Tuesday 4 June 2013

Critical Week: Pick a card, any card

In a very busy screening week in London, we finally caught up with the magician heist thriller Now You See Me, which starts as an enjoyable romp with a terrific cast (including Jesse Eisenberg, Mark Ruffalo, Michael Caine and Morgan Freeman) before turning very silly indeed. From here we move through the genres: romance came with Stuck in Love, a slick ensemble film (Greg Kinnear, Jennifer Connelly, Logan Lerman, Lily Cole) in which relationships are all very tidy; terror came from Ethan Hawke in the thoughtful and genuinely scary dystopic horror The Purge and the derivative but ultimately enjoyably nutty The Last Exorcism Part II; and topical thrills came from the oddly involving eco-terrorism drama The East and the darkly inventive human trafficking drama Eden.
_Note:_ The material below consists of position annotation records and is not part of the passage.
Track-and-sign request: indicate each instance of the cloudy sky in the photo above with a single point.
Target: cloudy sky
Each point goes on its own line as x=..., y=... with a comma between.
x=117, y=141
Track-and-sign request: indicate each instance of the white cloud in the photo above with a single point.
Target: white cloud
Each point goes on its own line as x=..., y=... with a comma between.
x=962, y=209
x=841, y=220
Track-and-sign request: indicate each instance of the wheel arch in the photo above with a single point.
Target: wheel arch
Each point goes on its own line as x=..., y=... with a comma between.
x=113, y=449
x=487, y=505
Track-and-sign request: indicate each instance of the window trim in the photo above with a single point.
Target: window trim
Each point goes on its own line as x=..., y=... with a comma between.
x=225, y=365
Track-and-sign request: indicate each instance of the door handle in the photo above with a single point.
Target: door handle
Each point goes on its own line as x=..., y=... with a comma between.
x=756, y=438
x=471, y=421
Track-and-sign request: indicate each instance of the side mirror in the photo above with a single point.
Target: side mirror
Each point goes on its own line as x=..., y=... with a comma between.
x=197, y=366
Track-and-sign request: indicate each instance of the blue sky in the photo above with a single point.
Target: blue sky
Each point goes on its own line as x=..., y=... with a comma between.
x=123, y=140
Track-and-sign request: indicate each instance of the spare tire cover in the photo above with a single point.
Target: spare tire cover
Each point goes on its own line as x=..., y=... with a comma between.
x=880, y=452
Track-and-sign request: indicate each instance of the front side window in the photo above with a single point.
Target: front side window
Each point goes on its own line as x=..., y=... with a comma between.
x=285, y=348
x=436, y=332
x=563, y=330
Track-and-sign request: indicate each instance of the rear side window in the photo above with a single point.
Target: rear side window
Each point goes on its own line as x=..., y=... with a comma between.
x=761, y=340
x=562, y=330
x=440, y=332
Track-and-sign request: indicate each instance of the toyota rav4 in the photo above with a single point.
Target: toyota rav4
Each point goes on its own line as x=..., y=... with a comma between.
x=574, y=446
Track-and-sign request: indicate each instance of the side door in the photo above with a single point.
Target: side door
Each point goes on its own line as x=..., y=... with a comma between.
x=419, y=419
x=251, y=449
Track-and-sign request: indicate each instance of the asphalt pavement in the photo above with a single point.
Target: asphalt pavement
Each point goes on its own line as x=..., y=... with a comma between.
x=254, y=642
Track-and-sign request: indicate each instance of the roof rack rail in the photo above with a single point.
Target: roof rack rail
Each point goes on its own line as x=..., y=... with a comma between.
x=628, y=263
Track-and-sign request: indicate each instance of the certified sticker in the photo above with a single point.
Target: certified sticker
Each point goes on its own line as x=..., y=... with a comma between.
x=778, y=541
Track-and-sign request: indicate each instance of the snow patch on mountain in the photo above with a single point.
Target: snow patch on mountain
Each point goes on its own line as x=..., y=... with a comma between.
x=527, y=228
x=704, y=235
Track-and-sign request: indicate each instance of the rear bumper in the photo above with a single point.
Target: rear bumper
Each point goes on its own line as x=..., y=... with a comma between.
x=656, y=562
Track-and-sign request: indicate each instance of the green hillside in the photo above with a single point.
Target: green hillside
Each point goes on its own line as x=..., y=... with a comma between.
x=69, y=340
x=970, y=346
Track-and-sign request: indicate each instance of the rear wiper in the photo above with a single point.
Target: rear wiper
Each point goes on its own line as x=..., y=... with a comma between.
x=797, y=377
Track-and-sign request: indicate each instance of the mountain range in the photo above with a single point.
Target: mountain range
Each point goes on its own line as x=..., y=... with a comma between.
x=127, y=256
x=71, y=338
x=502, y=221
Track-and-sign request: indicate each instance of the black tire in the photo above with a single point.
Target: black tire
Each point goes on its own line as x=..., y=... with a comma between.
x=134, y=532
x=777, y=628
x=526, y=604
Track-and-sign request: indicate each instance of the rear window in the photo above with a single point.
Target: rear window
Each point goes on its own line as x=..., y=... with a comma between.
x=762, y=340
Off the beaten path, we had the deeply charming coming-of-age drama The Year Dolly Parton Was My Mom, the controversially explicit but darkly thoughtful gay drama I Want Your Love, and Ulrich Seidl's chilling and blackly comical sex-tourism drama Paradise: Love. And finally, there were three docs: Sarah Polley's staggeringly inventive and moving exploration of her own family history in Stories We Tell, Shane Meadows' beautifully assembled exploration of a rock band in The Stone Roses: Made of Stone, and a somewhat indulgent but fascinating look at Johnny Cash's manager in My Father and the Man in Black.

This coming week we have Brad Pitt in the zombie blockbuster World War Z, the prequel Monsters University, Tina Fey in Admission, the second part of Ulrich Seidl's trilogy Paradise: Faith, the Indonesia massacre documentary The Act of Killing, Irish filmmaker Pat Collins' aural documentary Silence, a special BFI presentation by James Franco of Alfred Hitchcock's Psycho, and the lavish restoration of Elizabeth Taylor's Cleopatra up on the big screen where it belongs.